For businesses with existing venture capital and private equity investors, the looming slew of ‘down rounds’ will trigger anti-dilution rights attaching to convertible securities held by their existing shareholders.
Anti-dilution adjustments are self-executing rights that offer protection from value erosion in the form of reduction of conversion price of securities, translating into a proportional increase in the number of equity shares issuable to the investor on conversion.
Depending on the extent of value correction negotiated between founders and investors, conversion-price adjustments can typically be structured in two ways: (a) full-ratchet adjustment, or (b) weighted-average adjustment.

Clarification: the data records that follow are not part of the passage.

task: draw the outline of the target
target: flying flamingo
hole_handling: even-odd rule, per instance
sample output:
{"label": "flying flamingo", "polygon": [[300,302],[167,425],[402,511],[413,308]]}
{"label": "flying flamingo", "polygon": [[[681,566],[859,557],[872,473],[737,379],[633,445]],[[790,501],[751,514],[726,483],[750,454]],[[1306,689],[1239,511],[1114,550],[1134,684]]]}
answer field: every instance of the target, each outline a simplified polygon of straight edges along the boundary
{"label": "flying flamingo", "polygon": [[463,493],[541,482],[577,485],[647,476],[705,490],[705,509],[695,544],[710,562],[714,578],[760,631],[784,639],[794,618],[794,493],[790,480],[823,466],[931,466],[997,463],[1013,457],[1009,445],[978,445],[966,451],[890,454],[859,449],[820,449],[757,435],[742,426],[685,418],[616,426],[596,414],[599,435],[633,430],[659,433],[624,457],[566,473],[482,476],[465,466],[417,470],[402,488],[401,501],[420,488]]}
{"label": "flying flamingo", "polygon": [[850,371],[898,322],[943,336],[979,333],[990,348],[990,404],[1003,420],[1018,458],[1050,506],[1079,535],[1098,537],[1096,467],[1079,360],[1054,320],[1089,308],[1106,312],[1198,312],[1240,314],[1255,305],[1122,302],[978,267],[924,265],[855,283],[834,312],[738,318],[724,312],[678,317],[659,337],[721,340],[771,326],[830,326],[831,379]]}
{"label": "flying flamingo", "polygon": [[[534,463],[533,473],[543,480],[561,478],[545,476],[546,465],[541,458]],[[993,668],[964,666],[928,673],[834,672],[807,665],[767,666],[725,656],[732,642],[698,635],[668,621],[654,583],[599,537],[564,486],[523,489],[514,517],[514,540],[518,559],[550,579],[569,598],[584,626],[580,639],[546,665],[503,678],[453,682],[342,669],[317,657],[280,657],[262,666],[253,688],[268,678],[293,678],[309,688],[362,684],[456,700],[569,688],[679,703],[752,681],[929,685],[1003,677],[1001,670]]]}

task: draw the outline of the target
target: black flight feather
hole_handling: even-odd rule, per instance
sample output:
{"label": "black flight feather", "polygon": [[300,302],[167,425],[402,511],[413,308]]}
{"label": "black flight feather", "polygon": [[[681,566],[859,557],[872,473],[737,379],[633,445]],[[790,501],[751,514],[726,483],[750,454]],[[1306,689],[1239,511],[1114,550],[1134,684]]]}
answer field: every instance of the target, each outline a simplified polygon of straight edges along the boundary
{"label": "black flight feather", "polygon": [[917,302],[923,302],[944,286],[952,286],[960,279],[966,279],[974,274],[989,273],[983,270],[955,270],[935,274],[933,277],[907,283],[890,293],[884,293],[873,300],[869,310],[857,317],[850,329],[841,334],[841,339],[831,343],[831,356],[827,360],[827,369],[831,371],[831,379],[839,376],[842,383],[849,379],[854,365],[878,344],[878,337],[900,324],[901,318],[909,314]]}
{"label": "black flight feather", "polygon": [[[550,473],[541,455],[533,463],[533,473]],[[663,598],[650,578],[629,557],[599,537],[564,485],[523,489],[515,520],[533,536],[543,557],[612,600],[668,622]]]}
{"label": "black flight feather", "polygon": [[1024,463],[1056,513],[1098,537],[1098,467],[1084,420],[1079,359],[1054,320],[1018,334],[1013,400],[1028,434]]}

A full-ratchet mechanism offers the greatest degree of value protection to investors – it resets the conversion price of existing convertible securities to the price per security issued in the down round and maintains the investor’s percentage ownership, irrespective of the size of the down round, relative to a company’s capital base. Of course, this also causes maximum damage to a founders’ stake and ability to raise future capital. For these reasons, full-ratchet adjustments are rarely seen in well-advised VC / PE deals.
A weighted average mechanism applies a mathematical formula to mark down conversion price of existing convertible securities basis the amount raised in the down round and the conversion price of the existing convertible securities. This mechanism considers the size of the down round, in addition to the lower price. Consequently, a greater number of securities issued at a lower price will result in a larger anti-dilution adjustment. Depending on the number of outstanding securities before the down round, a weighted average mechanism can be broad based (typically determined on a fully diluted basis where all securities are considered outstanding) or narrow based (only a certain subset of securities are considered outstanding, while securities like options and warrants may be ignored). Broad-based weighted average adjustments are more commonly seen in transaction documents.
For non-Indian investors, structuring and enforcing anti-dilution rights are subject to Indian foreign exchange control regulatory[1] nuances.
As such, non-Indian investors registered as ‘Foreign Venture Capital Investors’ (“FVCIs”) with the Securities and Exchange Board of India are exempt from the regulatory nuances of valuation, and entry and exit pricing. Therefore, FVCIs will be able to freely enforce their anti-dilution rights.
Structuring Approach
Enforcement Approach
Typically, investors consider various factors before proceeding to enforce their anti-dilution rights (e.g. impact of enforcement on the management team, future capital raising ability etc.). As regards non-Indian investors, proposals for enforcement of anti-dilution rights will also have to factor in RBI approvals, which proposals are assessed by the RBI on a case-to-case basis. Under the current global economic climate, the RBI’s position on granting such approvals is unclear, especially given that these rights will enable non-Indian preferred shareholders to proportionally own larger stakes in Indian companies (often to the detriment of promoters and other equity shareholders). Given this lack of clarity on enforceability, non-Indian investors can choose to leverage their anti-dilution provisions to negotiate better rights in the company (e.g. greater management rights or better exit rights).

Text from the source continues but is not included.